Onkel Dennis und Alexander fahren heute nicht in den Reitstall. Sie haben einen Termin mit einem wichtigen Klienten aus ihrer Rechtsanwaltskanzlei und werden erst spät zurückkommen. Herr Kemper ist informiert, dass er ein Auge auf mich haben soll. Aber das hat er sowieso. Er und ich zwinkern uns zu, dann schlurft er in sein kleines Haus im hinteren Teil des Anwesens und schaltet den Fernseher ein. Ich kann ihn von meinem Balkon aus in seinem Wohnzimmer sitzen sehen. Heute spielt die deutsche Fußball-Nationalmannschaft gegen Polen, das hat mir Noah schon mindestens zwanzig Mal ins Ohr getrötet. Das muss man sehen!

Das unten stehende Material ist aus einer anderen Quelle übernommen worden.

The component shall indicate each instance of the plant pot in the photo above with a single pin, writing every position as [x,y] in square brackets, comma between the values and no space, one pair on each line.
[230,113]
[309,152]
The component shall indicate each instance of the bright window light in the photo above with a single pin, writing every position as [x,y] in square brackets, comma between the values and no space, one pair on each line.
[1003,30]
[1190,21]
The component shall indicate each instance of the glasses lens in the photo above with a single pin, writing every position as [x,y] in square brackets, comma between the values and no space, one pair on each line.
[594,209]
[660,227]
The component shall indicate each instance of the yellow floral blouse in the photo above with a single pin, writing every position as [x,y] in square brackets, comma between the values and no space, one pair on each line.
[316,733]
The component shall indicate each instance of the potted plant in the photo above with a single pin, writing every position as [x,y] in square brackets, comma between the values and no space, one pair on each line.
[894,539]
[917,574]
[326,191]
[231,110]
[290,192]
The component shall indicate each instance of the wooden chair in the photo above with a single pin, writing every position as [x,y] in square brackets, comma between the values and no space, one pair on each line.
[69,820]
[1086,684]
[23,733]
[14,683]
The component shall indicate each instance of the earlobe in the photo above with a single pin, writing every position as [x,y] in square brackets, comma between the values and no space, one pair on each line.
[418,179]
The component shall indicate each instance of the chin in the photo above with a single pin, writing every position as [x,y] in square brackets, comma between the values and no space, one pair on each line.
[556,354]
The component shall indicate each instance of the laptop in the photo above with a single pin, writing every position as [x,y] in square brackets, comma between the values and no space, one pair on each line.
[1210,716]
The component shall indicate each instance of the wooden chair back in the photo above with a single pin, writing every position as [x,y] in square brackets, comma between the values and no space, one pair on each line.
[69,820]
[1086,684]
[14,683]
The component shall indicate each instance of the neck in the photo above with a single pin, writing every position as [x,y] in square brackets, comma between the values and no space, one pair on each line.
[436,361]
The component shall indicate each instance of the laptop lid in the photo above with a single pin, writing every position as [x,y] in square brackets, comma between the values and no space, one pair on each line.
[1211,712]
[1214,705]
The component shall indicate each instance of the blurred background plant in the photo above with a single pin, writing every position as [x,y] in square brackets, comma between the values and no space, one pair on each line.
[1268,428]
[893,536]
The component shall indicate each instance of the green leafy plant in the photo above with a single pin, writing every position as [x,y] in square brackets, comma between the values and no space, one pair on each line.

Ich setze mich an meinen Flügel und spiele als erstes eines der federleichten Stücke von Chopin. Das vertreibt die schwarzen Gedanken aus meinem Kopf. Madame Boulet hat mir außerdem vor zwei Tagen Noten von verschiedenen ungarischen Stücken mitgebracht, die ich mir danach vornehme. Sie sind ziemlich schwermütig, aber wunderschön. Dann mache ich einen Abstecher zu Mozart und Schumann.

Draußen wird es langsam dunkel. Die Kirchturmuhr auf der anderen Seite des Parks schlägt zwei Mal, halb zehn. Ich stehe auf, strecke mich und werfe einen Blick zu Herrn Kemper hinüber. Wie ich mir schon dachte, kriegt er außer dem Fußballspiel nichts mehr mit. Ich wundere mich, dass ich ihn nicht mehr in seinem Sessel sitzen sehe, nur die flackernden Lichter des Fernsehers sind zu erkennen. Vielleicht geht er sich gerade noch ein Bierchen holen …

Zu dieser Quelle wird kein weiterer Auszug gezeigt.